La mia perfetta buona fede, così spesso, ultimamente, messa in discussione, è dimostrata dalla circostanza che, sebbene variamente sollecitata in proposito, dopo quella prima ed unica intervista non sono più tornata sull'argomento. In buona sostanza, sono quindi io a dichiararmi disponibile ad accettare le scuse di chi riterrà opportuno di dovermele rappresentare e nelle sedi che riterrà più opportune.
Delia Cipullo
Dagospia 29 Febbraio 2008
Caro Dago,
nel corso della trasmissione Anno Zero andata in onda giovedì 28 febbraio sono stata chiamata in causa dal ministro Di Pietro che, sollecitato dal collega Telese, ospite in studio, in merito alla vicenda del praticantato della signora Anna Di Pietro, non ha esitato a definire "cattiverie" quelle da me riferite, due settimane addietro, ad un quotidiano nel corso di una intervista. Soltanto per dovere di precisione e di completezza e anche perché non si finisca per attribuirmi, volontariamente o involontariamente, un ruolo che in questa vicenda io non ho avuto, se non per avere semplicemente risposto alle domande di un collega, voglio chiederti ospitalità e tornare brevemente sulla vicenda per sottolineare che:
- a dispetto di quanto dichiarato in diretta tv dall'onorevole Di Pietro nessuno, tantomeno io, ha mai orchestrato "cattiverie" (per riportare le parole del ministro) nei confronti della signora Anna Di Pietro. In piena coscienza e nel rispetto della deontologia professionale ho soltanto, da direttore responsabile del quotidiano "Italia dei Valori", risposto a chi me lo chiedeva quello che è vero e dimostrabile: che la signora Di Pietro, assunta con contratto da praticante giornalista nel 2006, quando l'allora organo dell'IDV vide la luce, non ha mai frequentato la mia redazione.

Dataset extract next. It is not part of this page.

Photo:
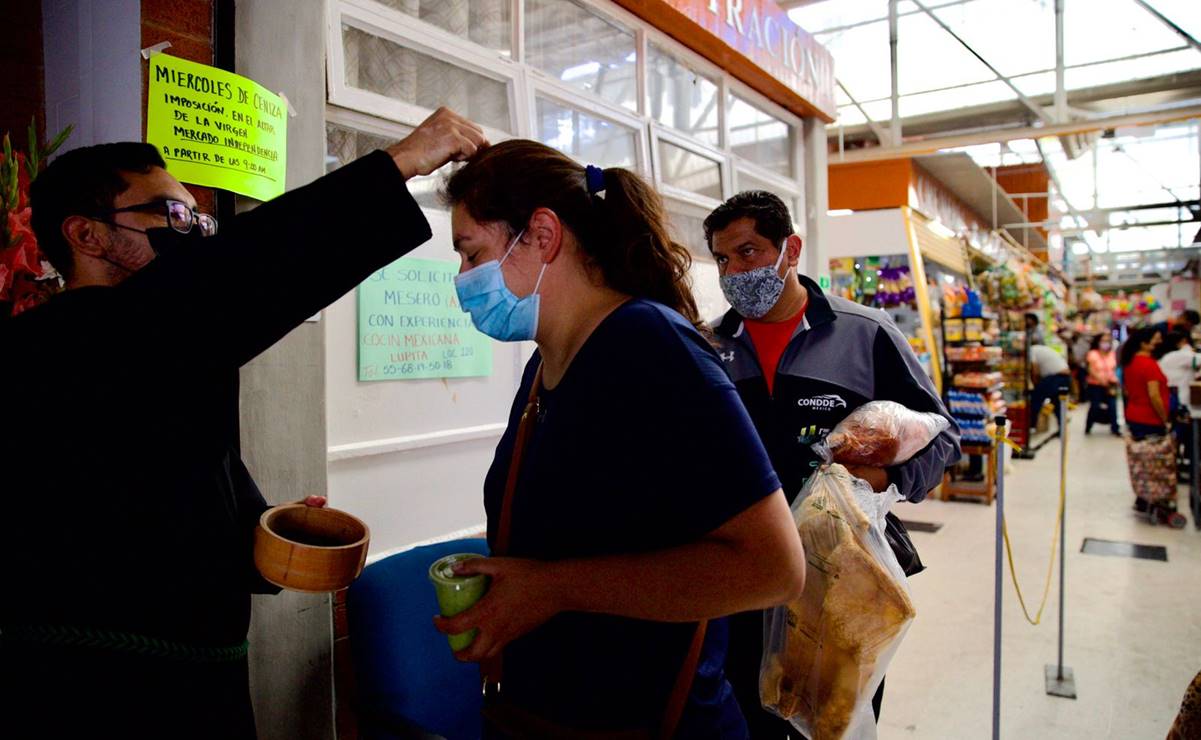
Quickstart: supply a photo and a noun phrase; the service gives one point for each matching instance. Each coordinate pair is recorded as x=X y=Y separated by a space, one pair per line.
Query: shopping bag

Non l'ho mai conosciuta e, dunque, non vedo perché dovrebbero scuotermi le parole del ministro quando, per - legittimamente - prendere le difese di un suo familiare, minaccia di portare in tribunale chi ha soltanto parlato pubblicamente di una situazione reale.
Nulla so - e qui poco rileva - delle successive determinazioni dell'aspirante giornalista, a favore della quale comunque sono state erogati i contributi previdenziali di legge.
Che io sia stata più volte sollecitata (anche telefonicamente) a rilasciare una certificazione per la signora è un fatto e se l'onorevole Di Pietro contestasse ancora davanti ad una platea così folta di telespettatori - con evidente danno alla mia immagine - la veridicità delle mie dichiarazioni, mi vedrò costretta a dimostrarla, questa volta nelle sedi più opportune e nonostante la reciproca (credo!) stima che, negli anni in cui ho diretto l'organo del suo partito, ha informato i nostri rapporti.
In ogni caso non credo di dovermi scusare, come sollecitato in trasmissione dal ministro, con una persona che NON CONOSCO se non come una praticante, assunta a tempo indeterminato, che pure MAI HO INCONTRATO, né presso la redazione del giornale né altrove. Posso solo, prendendo spunto dalle parole riferite dal ministro ad Annozero, pensare che l'aspirante giornalista abbia cambiato idea sin da subito e non si sia procurata di comunicare (cosa che allo stato, per quanto mi consta, non è ancora avvenuta) al datore di lavoro e al direttore l'intenzione di dimettersi.
La mia perfetta buona fede, così spesso, ultimamente, messa in discussione, è dimostrata dalla circostanza che, sebbene variamente sollecitata in proposito, dopo quella prima ed unica intervista non sono più tornata sull'argomento. In buona sostanza, sono quindi io a dichiararmi disponibile ad accettare le scuse di chi riterrà opportuno di dovermele rappresentare e nelle sedi che riterrà più opportune.